COMP9315 24T1 Exercises 09
Transaction Processing: Concurrency, Recovery
DBMS Implementation

  1. Consider the following transaction T1: R(X), R(X)

    1. Give an example of another transaction T2 that, if run concurrently to transaction T1 without some form of concurrency control, could interfere with T1 to produce unrepeatable reads. Show the sequence of operations which would cause the problem.

      Answer:

      Even a transaction as simple as T2: W(X) is sufficient to cause unrepeatable reads. If T2 runs concurrently with T1 and if the W(X) operation occurs between the two R(X) operations, then T1 sees a different value of X on each of the read operations. The following schedule shows the problem:

      T1:  R(X)        R(X)
      T2:        W(X)
      
    2. Explain how the application of strict two-phase locking would prevent the problem described in your previous answer.

      Answer:

      In the case of two-phase locking the transactions would be re-written as:

      T1: ReadLock(X)  R(X)  R(X)  Unlock(X)
      
      T2: WriteLock(X)  W(X)  Unlock(X)
      

      If T1 starts first and acquires the ReadLock on X, then T2 will be unable to proceed until T1 has completed its two reads (it cannot acquire the WriteLock while another transaction holds a ReadLock). If T2 starts first and acquires the WriteLock on X, then T1 will be unable to proceed until T2 has completed (it cannot acquire a ReadLock while another transaction holds a WriteLock).

      The following two schedules are the only possible ones that can occur (where "....." indicates a delay while waiting for a lock):

      Schedule 1:
      
      T1:  ReadLock(X)  R(X)  R(X)  Unlock(X)
      T2:             .......................  WriteLock(X)  W(X)  Unlock(X)
      
      Schedule 2:
      
      T1:             .................  ReadLock(X)  R(X)  R(X)  Unlock(X)
      T2: WriteLock(X)  W(X)  Unlock(X)

  2. SQL supports four isolation-levels and two access-modes, for a total of eight combinations of isolation-level and access-mode. Each combination implicitly defines a class of transactions; the following questions refer to these eight classes:

    1. Describe which of the following phenomena can occur at each of the four SQL isolation levels: dirty read, unrepeatable read, phantom problem.

      Answer:

      For Read Uncommitted, all three may occur.
      For Read Committed, only unrepeatable read and the phantom problem may occur.
      For Repeatable Read, only the phantom problem may occur.
      For Serializable, none of the problems can occur.
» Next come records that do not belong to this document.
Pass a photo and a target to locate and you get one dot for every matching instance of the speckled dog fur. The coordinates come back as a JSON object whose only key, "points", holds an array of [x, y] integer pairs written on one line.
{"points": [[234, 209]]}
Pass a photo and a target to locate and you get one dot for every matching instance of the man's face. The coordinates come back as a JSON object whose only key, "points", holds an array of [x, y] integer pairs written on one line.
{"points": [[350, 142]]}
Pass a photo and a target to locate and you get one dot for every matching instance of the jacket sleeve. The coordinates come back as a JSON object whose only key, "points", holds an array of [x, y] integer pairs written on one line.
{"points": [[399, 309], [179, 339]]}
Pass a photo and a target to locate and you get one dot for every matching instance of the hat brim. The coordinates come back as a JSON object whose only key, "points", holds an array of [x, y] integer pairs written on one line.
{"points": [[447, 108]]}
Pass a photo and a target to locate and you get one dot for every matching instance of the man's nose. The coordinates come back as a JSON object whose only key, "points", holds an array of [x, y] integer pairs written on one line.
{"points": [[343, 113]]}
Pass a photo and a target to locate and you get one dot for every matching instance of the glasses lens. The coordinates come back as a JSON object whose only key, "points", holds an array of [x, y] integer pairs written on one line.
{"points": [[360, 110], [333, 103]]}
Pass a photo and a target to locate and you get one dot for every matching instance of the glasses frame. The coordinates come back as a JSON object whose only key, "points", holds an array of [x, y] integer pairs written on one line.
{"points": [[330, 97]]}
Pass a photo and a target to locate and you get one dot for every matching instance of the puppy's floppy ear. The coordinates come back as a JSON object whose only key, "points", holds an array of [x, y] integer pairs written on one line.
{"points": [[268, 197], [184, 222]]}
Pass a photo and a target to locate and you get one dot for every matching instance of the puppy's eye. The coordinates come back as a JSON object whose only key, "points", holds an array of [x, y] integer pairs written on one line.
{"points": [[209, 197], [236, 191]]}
    2. Why does the access mode of a transaction matter?

      Answer:

      If all transactions are READ-ONLY mode, then the isolation level doesn't matter, since none of the problems noted above can occur. As soon as even one transaction is READ/WRITE access mode, then the above problems may occur, and an appropriate isolation-level needs to be used to avoid any of the above problems that are undesirable.


  3. Draw the precedence graph for the following schedule:

    T1:      R(A) W(Z)                C
    T2:                R(B) W(Y)        C
    T3: W(A)                     W(B)     C
    

    Answer:

    It has an edge from T3 to T1 (because of A) and an edge from T2 to T3 because of B.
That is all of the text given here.